Subtraction of vectors is quite similar to subtracting numbers. To subtract one vector from another, you simply subtract corresponding components. Let's take a closer look at the exercise problem:
- We are given two vectors, \( \mathbf{a} = (-2,6) \) and \( \mathbf{b} = (2,3) \).- To find \( \mathbf{a} - \mathbf{b} \), you subtract the first component of \( \mathbf{b} \) from the first component of \( \mathbf{a} \), and the second component of \( \mathbf{b} \) from the second component of \( \mathbf{a} \).Here's the step-by-step calculation:

• First component: \( -2 - 2 = -4 \)
• Second component: \( 6 - 3 = 3 \)

Therefore, \( \mathbf{a} - \mathbf{b} = (-4, 3) \).
This simple operation is useful in various applications, such as determining the relative position of objects.

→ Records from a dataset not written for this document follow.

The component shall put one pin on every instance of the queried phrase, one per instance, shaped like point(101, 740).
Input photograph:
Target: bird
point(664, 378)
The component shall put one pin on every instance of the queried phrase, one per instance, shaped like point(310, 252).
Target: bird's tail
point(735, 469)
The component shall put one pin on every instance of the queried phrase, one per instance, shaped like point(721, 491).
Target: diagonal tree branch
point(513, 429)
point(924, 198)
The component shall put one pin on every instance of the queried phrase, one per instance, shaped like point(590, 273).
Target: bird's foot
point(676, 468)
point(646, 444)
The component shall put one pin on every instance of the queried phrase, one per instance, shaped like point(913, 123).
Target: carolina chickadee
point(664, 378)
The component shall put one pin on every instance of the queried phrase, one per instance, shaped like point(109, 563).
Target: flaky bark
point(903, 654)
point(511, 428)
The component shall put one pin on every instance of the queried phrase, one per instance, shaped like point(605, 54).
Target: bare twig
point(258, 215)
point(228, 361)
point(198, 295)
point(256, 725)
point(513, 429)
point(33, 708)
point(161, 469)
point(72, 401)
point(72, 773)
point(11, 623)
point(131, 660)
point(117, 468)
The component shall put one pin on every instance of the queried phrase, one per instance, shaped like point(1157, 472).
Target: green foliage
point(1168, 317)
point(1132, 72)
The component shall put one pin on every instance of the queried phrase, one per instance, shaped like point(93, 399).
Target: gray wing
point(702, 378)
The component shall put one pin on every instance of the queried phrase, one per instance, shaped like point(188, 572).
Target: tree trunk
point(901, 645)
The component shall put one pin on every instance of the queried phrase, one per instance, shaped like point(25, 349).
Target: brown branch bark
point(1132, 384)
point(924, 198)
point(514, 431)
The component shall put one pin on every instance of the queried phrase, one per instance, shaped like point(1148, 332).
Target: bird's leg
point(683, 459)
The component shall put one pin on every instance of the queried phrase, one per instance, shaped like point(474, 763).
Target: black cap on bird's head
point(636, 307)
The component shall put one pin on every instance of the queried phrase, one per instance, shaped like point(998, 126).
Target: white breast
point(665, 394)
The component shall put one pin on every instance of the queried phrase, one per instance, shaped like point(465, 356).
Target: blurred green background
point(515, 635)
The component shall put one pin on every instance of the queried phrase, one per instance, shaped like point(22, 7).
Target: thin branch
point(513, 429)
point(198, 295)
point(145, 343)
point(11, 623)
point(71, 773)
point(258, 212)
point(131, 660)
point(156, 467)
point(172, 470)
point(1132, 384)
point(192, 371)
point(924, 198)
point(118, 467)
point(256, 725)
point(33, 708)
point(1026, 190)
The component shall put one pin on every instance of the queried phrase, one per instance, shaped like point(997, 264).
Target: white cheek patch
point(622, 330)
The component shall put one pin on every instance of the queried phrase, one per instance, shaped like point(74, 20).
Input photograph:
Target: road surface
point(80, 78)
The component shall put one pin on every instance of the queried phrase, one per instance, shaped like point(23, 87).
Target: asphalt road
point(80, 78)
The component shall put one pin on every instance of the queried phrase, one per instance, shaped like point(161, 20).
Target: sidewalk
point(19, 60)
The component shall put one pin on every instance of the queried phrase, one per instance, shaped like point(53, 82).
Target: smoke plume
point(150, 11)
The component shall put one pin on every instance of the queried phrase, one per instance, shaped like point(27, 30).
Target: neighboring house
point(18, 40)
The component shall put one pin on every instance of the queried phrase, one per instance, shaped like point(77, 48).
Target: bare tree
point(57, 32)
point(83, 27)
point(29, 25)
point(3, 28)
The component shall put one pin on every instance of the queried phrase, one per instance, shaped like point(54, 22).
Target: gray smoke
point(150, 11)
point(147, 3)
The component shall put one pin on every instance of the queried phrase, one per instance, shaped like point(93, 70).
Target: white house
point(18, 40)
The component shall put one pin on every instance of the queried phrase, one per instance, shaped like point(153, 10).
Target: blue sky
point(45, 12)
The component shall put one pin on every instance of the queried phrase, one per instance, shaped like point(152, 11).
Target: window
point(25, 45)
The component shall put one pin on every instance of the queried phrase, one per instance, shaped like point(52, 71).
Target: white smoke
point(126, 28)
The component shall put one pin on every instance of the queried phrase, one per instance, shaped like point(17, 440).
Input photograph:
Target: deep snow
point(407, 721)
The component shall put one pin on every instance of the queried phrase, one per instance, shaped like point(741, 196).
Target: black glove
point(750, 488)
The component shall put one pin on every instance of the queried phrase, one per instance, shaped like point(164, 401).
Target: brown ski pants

Scalar multiplication involves multiplying a vector by a scalar (a constant number). This operation changes the magnitude of the vector but not its direction. Let's see how it works in the exercise:
When multiplying a vector by a scalar, you multiply each component of the vector by the scalar:

• For \( 4\mathbf{a} \), multiply each component of \( \mathbf{a} \) by 4: - \( 4(-2) = -8 \) - \( 4(6) = 24 \) - Hence, \( 4\mathbf{a} = (-8, 24) \)
• For \( 5\mathbf{b} \), multiply each component of \( \mathbf{b} \) by 5: - \( 5(2) = 10 \) - \( 5(3) = 15 \) - Hence, \( 5\mathbf{b} = (10, 15) \)

Scalar multiplication is a powerful tool that helps in scaling vectors to desired lengths while maintaining the original direction.

Finding the magnitude of a vector is essential in understanding its size or length. The magnitude provides the length of that vector in a coordinate system, and is calculated using the Pythagorean theorem.
The formula for the magnitude of a vector \( \mathbf{a} = (a_1, a_2) \) is:\[\| \mathbf{a} \| = \sqrt{a_1^2 + a_2^2}\]Applying this to the vector \( \mathbf{a} = (-2, 6) \):

• Square the first component: \( (-2)^2 = 4 \)
• Square the second component: \( 6^2 = 36 \)
• Add these squares: \( 4 + 36 = 40 \)
• Take the square root: \( \sqrt{40} = 2\sqrt{10} \)

Thus, the magnitude of \( \mathbf{a} \) is \( 2\sqrt{10} \).
Understanding vector magnitude is crucial in fields like physics and engineering, where it represents quantities like force and velocity.